Legos carries over two cheap beers and a bowl of salted peanuts. “What’s with Tony? He making his first communion?” Legos asks Nick.
Tony looks up at Legos, “Legos, you don’t wanna know. It’s worse than getting a TSD and having to get a shot of pen a silly.”
Legos says, “It’s worse than an STD? You mean, penicillin.”
Tony says, “What’s an STD? Is it worse than a TSD? I never heard of that kind of pen, something new? Does it write upside down?”
Legos says, “An STD is bad, that’s all I’ll say.”
Legos ignores Tony and says to Nick, “What’s wrong with Tony? He looked happy enough with Lorraine.”
Nick nods. “He was with Lorraine for a week, but Lorraine moved to Vegas with her other boyfriend and this is what caused Tony’s problems. Tony’s life is in the toilet. It don’t get much worse unless you get busted by the cops for something you did.”
Legos says, “That is bad. The beers are on the house today, boys. I take it Tony had to move back in with his mom.”
Tony glances at Legos, “How’d you figure it? I thought only Nick knows my life is lower than the stuff a whale does and that’s at the bottom of the ocean.”
“It’s easy,” says Legos, “First, you look better than you usually do. No grunge, your jeans are pressed. Nobody in the neighborhood wears pressed jeans. You’re wearing a white button shirt and it’s tucked in. I figure you’re going to a wake but nobody in the neighborhood died recently, you don’t have a job, except when you work with the Tuna, that leaves one option, you’re living with your mama.”
“Man, it sucks, Legos. The shirt is giving me beehives.”
Legos says, “You mean hives.”
“What’s that? Is it a new disease? The first thing my mom tells me is she got new rules if I want to live room and board free in my old bedroom. The old rules was the best rules. I told her I’m a grown man I don’t need no rules. She tells me I’m still her little boy and if I don’t cept her rules I can’t live in her apartment. Life’s not fair, Legos. It’s just not fair. What have I ever done to anybody to make this happen to me? I thought I had good Kramer,” moans Tony taking a sip of his beer and munching on a handful of salted peanuts.

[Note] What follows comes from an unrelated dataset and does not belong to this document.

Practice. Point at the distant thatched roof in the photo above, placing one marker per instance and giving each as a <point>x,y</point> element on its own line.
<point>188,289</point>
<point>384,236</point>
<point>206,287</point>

Legos says, “You mean karma.”
“Who’s he?” asks Tony.
Nick puts his beer down and says, “I got this, Tony. I know it’s hard for you to talk about all the bad stuff you’re going through.”
Tony clinks his beer can with Nick, “Thanks, buddy. It’s worse than getting your fingernails pulled out like what happened to that guy in the movie.”
“That was no movie. That happened to Beano Cirelli when he didn’t pay the vig he owed Mikey Fecco. He was lucky he only got one nail pulled out.”
“I forgot. My heads all messed up when I don’t wear my favorite sweatshirt,” says Tony.
Nick says, “Think of it this way, Legos. Tony’s thirty-eight years old. He don’t got a girl. The Tuna is very careful on the work he chooses, so Tony don’t have a steady cash flow. He’s living at home with his mom. She makes him pray the rosary every night after dinner with her. She’s saving his soul, which is a good thing.”
Tony interrupts, “She’s praying I become a priest so I can say mass for her every day after she dies.”
Legos says, “They got a term for guys like you, you’re an adult child living with your mommy.”
Nick says, “That’s not the worse, Legos. You gotta hear the rest.”